I remember growing up listening to the band, Train. Their music always filled me with a sense of nostalgia and served as an escape when I needed it the most. For years, my dream was to be able to see the band live -- to meet Pat Monahan -- to shake his hand and thank him for his music that ultimately became my life's soundtrack. As a college student, funds weren't always accessible to go on trips or purchase concert tickets. Most weeks I could barely afford my groceries. But I followed the tour dates regardless. Because, good things come to those who wait... right?
Weeks after announcing their Bulletproof Picasso tour in 2015, Train followed me on the band's official Twitter. I messaged him, expecting to have my message sifted through by a publicist or personal assistant. Instead, Pat (the lead singer) replied. I called my mom trembling, in shock, and fan-girling to the extreme. We chatted briefly and I was on top of the world for a few days. In conversation a few weeks later I (half) joked about wanting to meet him and he replied asking what show I would be at -- telling me that he would provide me with VIP passes to where I could meet him. I knew I had to get to that show. I saved and scrimped for weeks until I finally scored enough to sit in the cheapest seats, in the lawn section. About a mile from the stage. But who cared?! I was going. Every time I was reminded of the upcoming show, my heart would speed up a little bit in my chest. There was no way life could get any better.
But a few weeks out from the show, Pat messaged me, once again, on Twitter. When I told him how excited I was, and where my seats were, he told me that he would handle ticket upgrades. I was told to go to will call, and tell them my name. Surely, this was too good to be true. The weekend of the concert arrived, and I traveled to Atlanta with two of my closest friends. Upon arriving at Aaron's Amphitheater, we made our way to will call, and I was surprised to find that Pat had left VIP tickets, and meet and greet passes, for me and both of my friends.
I was nervous. This was huge for me. I thought back to the 10-year-old girl who would belt out Meet Virginia at the top of her lungs as she walked around the halls of her house. I thought about how ecstatic she would be.
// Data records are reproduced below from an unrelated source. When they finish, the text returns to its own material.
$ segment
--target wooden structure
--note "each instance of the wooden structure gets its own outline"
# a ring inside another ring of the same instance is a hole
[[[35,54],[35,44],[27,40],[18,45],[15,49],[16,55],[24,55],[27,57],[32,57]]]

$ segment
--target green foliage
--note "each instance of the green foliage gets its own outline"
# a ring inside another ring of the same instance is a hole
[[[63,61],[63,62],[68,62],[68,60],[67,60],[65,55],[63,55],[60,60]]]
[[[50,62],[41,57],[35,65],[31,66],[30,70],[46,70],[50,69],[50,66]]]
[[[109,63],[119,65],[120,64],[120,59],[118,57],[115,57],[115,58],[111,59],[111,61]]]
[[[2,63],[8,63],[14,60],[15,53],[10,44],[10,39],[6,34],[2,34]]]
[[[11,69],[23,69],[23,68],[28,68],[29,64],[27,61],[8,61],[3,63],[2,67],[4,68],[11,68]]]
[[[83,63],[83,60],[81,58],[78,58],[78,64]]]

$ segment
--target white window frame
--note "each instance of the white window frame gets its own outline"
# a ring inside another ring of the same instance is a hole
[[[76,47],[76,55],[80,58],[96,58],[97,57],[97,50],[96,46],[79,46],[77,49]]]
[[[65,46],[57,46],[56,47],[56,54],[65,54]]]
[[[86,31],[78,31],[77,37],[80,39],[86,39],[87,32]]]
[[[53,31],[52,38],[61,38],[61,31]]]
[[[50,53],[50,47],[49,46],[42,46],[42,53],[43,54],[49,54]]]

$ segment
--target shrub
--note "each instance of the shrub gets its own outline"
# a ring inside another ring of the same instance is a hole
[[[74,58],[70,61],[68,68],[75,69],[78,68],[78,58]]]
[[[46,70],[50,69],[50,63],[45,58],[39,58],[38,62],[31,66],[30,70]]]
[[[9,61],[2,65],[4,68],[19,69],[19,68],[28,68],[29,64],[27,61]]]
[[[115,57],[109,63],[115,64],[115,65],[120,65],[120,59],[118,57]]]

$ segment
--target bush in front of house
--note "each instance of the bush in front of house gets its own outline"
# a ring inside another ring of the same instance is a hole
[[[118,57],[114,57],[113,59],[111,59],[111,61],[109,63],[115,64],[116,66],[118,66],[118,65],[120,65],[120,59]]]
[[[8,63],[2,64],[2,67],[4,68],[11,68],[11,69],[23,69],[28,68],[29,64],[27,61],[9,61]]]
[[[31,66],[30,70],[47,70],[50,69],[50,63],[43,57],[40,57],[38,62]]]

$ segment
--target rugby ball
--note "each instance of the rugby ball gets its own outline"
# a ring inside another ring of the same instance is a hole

We were lead back to a patio behind the stage where Pat was meeting friends. It hit me that I hadn't thought about what I was going to say. I had no words. I was drawing a complete blank. But when he saw me, he called out my name and gave me a huge bear hug. He was incredibly welcoming and inviting and kind. It was comfortable. I knew immediately that he was one of the good guys.
He chatted with us for a bit, took selfies (pictured above), and was kind enough to sign the CDs I had brought along with me. Then, he left to go prep for the show. We returned to our seats and I was beyond giddy for the remainder of the evening, a huge dorky grin plastered my face as the band played their set. I think I floated back to our car afterwards. Once I returned home, I messaged him to thank him for the show and asked if he would allow me to send him something; something that was too long to send over Twitter DM. He gave me his email and I began to tell him my story -- about how Train was the music I shared with my friend before he committed suicide, that Train was one of the most vivid memories I carried of him, and that his music was a driving force behind my recovery from depression. He messaged back and shared his sentiments and though I had put myself completely out there, it felt good.
We stayed in touch over the year; I still chatted with him occasionally and caught whatever shows I could. Almost a year after the initial show, I was rehearsing with my band at a friend's place. We were prepping for an upcoming show and on a whim, I recorded a clip of myself singing while the band played and posted it on my Snapchat. Moments later, I was staring at my phone in absolute disbelief. Pat replied to my Snapchat, and asked me if I'd like to perform with him at one of his upcoming shows. He was playing in Memphis at the Beale Street Music Festival and offered me the opportunity to sing a duet with him at the show. I think I forgot how to breath for a few days. (I can't promise that I didn't cry a little.)
The night we arrived in Memphis, I was taken to his trailer with my two friends to rehearse with him before going onstage. It was the single most nerve wracking moment of my entire life.
Following rehearsal, my friends and I headed backstage where we watched the entirety of the show. I went out and sang "Bruises" -- a song originally performed with Ashley Monroe -- about halfway through the set. It was the night of my life. I'm not sure another will ever compare.
I could speak all the praises in the world about this guy. I've yet to meet a more talented, yet humble and genuine human being. I'm thankful for all of the chances and opportunities he and his band have given to me. I'm thankful for the love that I feel from this band and I hope to one day be able to bless someone else's life as strongly as they have blessed mine. Thanks, Pat. And thank you, Train.